Multi-Level Aggregation Problem (MLAP)

MLAP example
A service (subtree containing the root) serving 6 out of the total 10 pending requests.

In the Multi-Level Aggregation Problem (MLAP), requests arrive at the nodes of an edge-weighted rooted tree T, and have to be served eventually. A service is defined as a subtree X of the tree T that contains its root. This subtree serves all requests that are pending in the nodes of X, and the cost of this service is equal to the total weight of X. Each request also incurs waiting cost between its arrival and service times. The objective is to minimize the total waiting cost of all requests plus the total cost of all service subtrees.

In our paper Marcin Bienkowski, Martin Böhm, Jaroslaw Byrka, Marek Chrobak, Christoph Dürr, Lukáš Folwarczný, Łukasz Jeż, Jiří Sgall, Nguyen Kim Thang, Pavel Veselý: Online Algorithms for Multi-Level Aggregation, we present the very first algorithm for the online variant of the problem which is competitive for an arbitrary (but fixed) depth of the tree T.

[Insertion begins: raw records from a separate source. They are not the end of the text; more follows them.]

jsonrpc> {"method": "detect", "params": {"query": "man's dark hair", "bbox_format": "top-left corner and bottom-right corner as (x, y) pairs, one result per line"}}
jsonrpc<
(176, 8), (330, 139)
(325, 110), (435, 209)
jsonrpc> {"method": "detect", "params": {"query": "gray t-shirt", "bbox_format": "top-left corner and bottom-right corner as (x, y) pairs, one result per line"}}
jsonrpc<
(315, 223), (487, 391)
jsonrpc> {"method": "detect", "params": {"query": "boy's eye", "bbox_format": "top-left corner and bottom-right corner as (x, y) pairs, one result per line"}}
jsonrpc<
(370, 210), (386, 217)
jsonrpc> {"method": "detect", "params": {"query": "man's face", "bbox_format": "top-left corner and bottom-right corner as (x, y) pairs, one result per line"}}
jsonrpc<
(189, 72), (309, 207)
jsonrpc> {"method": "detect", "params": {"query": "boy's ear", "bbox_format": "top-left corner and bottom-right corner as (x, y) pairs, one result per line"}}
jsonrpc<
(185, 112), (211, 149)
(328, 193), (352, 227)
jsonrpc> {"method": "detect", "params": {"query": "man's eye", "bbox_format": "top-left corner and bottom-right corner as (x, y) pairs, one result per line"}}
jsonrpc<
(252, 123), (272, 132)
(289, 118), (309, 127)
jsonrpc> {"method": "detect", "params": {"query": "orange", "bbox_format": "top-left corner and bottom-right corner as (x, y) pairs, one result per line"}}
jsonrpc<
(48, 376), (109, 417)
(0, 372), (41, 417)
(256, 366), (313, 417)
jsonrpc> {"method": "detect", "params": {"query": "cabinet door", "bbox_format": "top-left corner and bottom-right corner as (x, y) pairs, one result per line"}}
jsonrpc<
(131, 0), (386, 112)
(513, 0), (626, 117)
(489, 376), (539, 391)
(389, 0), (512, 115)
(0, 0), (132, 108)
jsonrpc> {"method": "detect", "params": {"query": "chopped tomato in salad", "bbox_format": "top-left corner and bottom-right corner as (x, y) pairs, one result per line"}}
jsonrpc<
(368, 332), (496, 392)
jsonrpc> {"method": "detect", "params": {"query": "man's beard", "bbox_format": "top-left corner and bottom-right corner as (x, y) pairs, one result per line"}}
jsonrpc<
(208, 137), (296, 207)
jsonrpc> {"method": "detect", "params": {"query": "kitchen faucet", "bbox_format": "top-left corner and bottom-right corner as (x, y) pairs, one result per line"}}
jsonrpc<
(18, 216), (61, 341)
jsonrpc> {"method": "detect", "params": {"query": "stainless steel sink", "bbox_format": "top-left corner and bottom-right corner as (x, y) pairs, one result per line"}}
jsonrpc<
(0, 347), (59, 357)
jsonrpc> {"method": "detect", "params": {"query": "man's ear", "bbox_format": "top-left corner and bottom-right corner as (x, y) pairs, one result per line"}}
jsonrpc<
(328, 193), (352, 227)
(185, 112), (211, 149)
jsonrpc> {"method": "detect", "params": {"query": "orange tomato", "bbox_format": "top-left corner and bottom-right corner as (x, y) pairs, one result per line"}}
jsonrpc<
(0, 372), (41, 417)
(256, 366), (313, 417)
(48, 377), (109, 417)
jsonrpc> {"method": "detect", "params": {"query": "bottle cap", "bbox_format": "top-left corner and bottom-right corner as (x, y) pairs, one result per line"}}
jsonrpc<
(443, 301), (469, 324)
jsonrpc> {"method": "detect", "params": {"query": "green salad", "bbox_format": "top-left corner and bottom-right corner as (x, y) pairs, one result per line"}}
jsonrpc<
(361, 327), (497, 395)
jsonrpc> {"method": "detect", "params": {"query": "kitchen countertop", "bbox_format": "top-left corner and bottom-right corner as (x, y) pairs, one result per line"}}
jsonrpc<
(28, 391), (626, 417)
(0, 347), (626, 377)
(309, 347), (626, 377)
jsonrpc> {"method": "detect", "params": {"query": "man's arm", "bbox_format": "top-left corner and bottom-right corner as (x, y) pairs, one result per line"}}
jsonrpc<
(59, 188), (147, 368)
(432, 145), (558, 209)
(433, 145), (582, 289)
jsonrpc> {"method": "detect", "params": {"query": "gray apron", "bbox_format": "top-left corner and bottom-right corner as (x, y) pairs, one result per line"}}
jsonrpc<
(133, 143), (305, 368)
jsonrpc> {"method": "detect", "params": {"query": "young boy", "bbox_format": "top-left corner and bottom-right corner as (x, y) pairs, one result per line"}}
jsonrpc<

The competitive ratio of the algorithm is exponential in the depth of T. Algorithms with polynomial competitive ratio were developed in subsequent works.

IV-matching

Instance of IV-matching
A layered graph with an IV-matching depicted in red

IV-matching is a specific generalization of perfect bipartite matching to layered graphs and the complexity of finding IV-matching in a graph was posted as an open problem at the conference ICALP 2014. Together with Dušan Knop, we solved the problem during the summer program REU 2014. A simple proof that the problem is strongly NP-hard, already in the simplest case of four layers, is given in our note.